Exploration and production on the UK Continental Shelf (UKCS) has generated a mass of data over the years, which could be extremely useful for the development of future projects. Given the size of the data resource, however, extracting the most relevant information is proving to be a sizeable challenge.

"The British Geological Survey has been closely involved in gathering data from the UKCS."

Mining that data effectively requires significant effort and insight, but the first hurdle is getting access to the information itself. The British Geological Survey (BGS) has been closely involved in gathering data from the UKCS, and has been instrumental in making it available.

"One of the principle challenges for a small to medium-size oil company entering the UK Continental Shelf is identifying and gaining access to existing data," says Jeremy Giles, head of the National Geosciences Data Centre at the BGS. "Between 2000 and 2005, I was BGS programme manager for the development of the first versions of DEAL, which is a gateway to information on the UK offshore industry. The DEAL portal has helped, but there is still a considerable volume of data from previous studies that currently is not easily accessible.

"Under UK legislation, the licences are jointly and severally responsible for the ‘in perpetuity’ preservation of the data they collect under a licence. They are required to maintain the collected data in a form that is usable, accessible and reproducible. After they have relinquished a specific licence, they are still responsible for the data collection they created. In effect, data required by new entrants may not be available."

Data volume control

The first step in managing and effectively interpreting the deluge of data amassed during years of heavy investment into exploration of the UKCS – in the region of £58 billion – is to coordinate it into a central repository.

"This is a major investment that is unlikely to be repeated," says Giles. "The data created should be preserved so it can be used for oil and gas exploration by companies acquiring relinquished licences, as a teaching resource for future E&P professionals, for improving the understanding of the geology and natural resources of the UKCS, for academic research, to understand the potential for carbon sequestration within rock formation in the UKCS, and to guide future licensing of carbon sequestration facilities by an appropriate government body.

"The NHDA is a pilot initiative to help reduce costs, remove perpetual licence obligations and increase data availability for future exploration."

"To enable the reuse and re-purposing of the data collected during the exploration of the UKCS it has to have a safe permanent repository. BGS, working with DECC, has created the National Hydrocarbons Data Archive (NHDA), which is the primary, long-term data archive for the geoscientific legacy resulting from UK offshore oil and gas exploration and production activity. The data is made available from the archive at low cost to the public for commercial projects and academic research," he adds.

The NHDA is one component of the BGS National Geoscience Data Centre, the UK’s national long-term repository of geoscientific information, and is operated under an agreement with the DECC, which strongly encourages licensees to make the archiving of licence data with the NHDA a standard operating procedure as part of the relinquishment of a licence. In this way, licensees benefit from the input of the asset team before it is dispersed.

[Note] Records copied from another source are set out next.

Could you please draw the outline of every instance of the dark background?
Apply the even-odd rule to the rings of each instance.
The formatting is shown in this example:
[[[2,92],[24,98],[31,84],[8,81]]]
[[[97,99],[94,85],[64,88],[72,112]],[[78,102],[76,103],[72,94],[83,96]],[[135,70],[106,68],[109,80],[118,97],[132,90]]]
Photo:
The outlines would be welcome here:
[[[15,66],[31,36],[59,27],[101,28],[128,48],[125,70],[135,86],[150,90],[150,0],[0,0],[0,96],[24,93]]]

"The NHDA is a pilot initiative to help reduce costs, remove perpetual licence obligations, and increase data availability for future exploration," Giles explains. "UK legislation requires UKCS licensees to store most hydrocarbon exploration and production data types in perpetuity, even after licence relinquishment. Once the data is deposited in the archive, all the members of the licence group are relieved of their obligations for it."

Cultural revolution

Central data repositories such as this will be even more important in the years ahead, as the volume of information continues to grow, and Giles hopes that there will be a change in attitude.

"The first advance is the hope for a culture change that would make it easier for the private sector, public sector and academic community to share data easily," he says. "Mechanisms do exploit modern technologies. BGS has recently had the opportunity to photograph all of the UKCS borehole core that it holds and is releasing these images on the web at no cost to the user.

"Central data repositories will be even more important in the years ahead, as the volume of information continues to grow."

"E&P professionals have never before had access to a complete set of images of the core for the UKCS taken in uniform conditions with modern digital imaging. This is an example of the public sector creating a major resource for the private sector and academic community.

"A second advance would be more advanced intelligent data exploration tools. Data mining is the term often used, but other technologies also have real potential in this area; linked data is one such technology. Once a significant volume of data has been published to public triple-stores, there is real potential for ‘intelligent’ agents to be developed to create new knowledge by the navigation of multiple triple-stores. BGS is currently populating its first triple-store with lithological information, prior to its release later this year."

Clearly, the data is out there. The work that needs to be done is in bringing out its value.